Fig. 5. The loss of Sox21 reduces neuron formation and increases apoptosis in embryos

(A) ISH of neurula stage embryos injected on right side with Sox21 morpholino MO1 (top) or fluorescent morpholino MO2 (bottom) and analzed for expression of neurogenesis genes. Asterisks indicate a loss of expression. (B) Quantitative RT-PCR analysis of sox2, ngn2 and epi-keratin expression in gastrula stage embryos injected with Sox21MO2. * indicates significance by Student’s t-test (p<0.05) compared to uninjected embryos. (C) Quantitative RT-PCR analysis of neuroD, myT1, and n-tubulin expression in neurula stage ectodermal explants isolated from embryos injected with ngn2 mRNA, Sox21MO1, or the combination as indicated. * indicates significance by Student’s t-test (p<0.05) compared to ngn2 alone. (D) ISH of neurula stage embryos injected on right side with ngn2 mRNA and MO1 (as indicated) and analyzed for n-tubulin expression. (E) TUNEL staining of embryos injected with MO1 or MO2.

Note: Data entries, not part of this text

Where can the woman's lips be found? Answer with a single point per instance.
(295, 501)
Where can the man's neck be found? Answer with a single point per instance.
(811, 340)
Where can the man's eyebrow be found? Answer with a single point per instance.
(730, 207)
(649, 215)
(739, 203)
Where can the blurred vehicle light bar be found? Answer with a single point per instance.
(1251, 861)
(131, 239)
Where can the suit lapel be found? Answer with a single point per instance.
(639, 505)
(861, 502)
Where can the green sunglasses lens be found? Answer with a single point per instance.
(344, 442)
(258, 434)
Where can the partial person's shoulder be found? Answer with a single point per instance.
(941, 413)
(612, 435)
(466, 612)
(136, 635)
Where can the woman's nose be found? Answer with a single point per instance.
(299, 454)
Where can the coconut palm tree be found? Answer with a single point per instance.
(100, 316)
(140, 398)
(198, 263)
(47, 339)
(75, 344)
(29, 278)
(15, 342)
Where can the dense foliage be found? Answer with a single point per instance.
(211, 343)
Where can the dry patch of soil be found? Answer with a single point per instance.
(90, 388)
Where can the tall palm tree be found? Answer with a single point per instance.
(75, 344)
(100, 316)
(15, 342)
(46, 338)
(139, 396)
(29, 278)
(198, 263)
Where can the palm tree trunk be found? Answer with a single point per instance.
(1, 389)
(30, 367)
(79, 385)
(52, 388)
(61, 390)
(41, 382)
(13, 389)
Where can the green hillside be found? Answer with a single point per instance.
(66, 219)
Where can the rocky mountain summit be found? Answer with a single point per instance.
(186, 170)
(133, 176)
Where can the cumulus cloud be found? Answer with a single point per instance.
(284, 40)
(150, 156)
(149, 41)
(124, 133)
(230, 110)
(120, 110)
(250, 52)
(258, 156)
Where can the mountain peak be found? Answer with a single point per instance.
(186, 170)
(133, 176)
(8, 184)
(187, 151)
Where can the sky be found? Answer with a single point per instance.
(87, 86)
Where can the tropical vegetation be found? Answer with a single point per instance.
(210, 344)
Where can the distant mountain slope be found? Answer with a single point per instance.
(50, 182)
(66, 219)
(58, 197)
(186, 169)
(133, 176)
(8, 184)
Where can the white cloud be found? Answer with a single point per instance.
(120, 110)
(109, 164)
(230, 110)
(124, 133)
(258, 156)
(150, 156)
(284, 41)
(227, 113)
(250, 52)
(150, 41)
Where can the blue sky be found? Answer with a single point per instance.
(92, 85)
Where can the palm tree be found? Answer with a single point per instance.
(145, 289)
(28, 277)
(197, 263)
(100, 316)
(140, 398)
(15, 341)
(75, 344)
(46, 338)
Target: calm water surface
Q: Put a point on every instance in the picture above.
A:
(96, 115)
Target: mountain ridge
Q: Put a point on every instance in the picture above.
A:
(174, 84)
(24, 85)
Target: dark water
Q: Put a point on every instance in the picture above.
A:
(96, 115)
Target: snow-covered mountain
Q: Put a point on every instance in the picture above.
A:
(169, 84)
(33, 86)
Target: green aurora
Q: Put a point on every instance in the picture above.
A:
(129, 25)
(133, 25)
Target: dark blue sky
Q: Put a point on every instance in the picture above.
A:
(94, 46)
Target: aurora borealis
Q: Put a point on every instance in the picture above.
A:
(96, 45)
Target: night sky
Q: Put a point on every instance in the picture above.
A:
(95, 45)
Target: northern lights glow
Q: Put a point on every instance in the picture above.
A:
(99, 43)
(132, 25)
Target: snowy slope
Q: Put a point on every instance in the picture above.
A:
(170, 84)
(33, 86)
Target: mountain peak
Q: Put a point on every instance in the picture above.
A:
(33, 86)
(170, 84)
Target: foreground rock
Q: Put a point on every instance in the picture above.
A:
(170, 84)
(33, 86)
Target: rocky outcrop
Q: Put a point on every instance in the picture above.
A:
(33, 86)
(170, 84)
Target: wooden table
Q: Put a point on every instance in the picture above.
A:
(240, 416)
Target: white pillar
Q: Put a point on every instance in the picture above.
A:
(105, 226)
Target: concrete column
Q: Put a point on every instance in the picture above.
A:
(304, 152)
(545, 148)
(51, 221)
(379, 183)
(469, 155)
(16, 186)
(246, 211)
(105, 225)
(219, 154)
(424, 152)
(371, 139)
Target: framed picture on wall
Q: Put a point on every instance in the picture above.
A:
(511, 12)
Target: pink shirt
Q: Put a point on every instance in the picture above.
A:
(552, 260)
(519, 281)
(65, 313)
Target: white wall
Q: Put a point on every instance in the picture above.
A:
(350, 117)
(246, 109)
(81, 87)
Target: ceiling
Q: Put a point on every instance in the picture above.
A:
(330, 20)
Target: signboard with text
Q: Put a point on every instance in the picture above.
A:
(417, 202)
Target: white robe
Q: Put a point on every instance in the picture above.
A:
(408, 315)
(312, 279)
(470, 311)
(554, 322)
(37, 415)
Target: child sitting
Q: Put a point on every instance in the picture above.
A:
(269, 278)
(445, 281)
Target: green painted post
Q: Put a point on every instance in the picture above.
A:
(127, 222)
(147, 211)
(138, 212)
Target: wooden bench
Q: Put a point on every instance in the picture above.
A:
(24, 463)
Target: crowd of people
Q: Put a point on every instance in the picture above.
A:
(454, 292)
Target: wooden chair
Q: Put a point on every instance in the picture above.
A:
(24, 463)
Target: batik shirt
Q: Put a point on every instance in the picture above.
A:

Fig. 6. Sox21 affects neural gene expression in a dose-dependent manner

Embryos were injected with the indicated amounts of GR-sox21 mRNA and analyzed by ISH for changes in sox3 and n-tubulin expression. Graphs are data from a single representative experiment, which was performed three times and displayed the same trend. n = total number of injected embryos analyzed in one experiment. * Indicates significance by Chi-square test (p<0.05) compared to uninjected (0 pg) alone. * Indicates significance by Chi-square test (p<0.05) compared to other doses (25–200 pg).

Fig. 7. Model for function of Sox21 during neurogenesis

Sox21 is induced by Noggin and maintains cells in a progenitor state by binding to Ngn2 to inhibit neuronal differentiation and expand the expression of the soxB1 genes when expressed at a high level.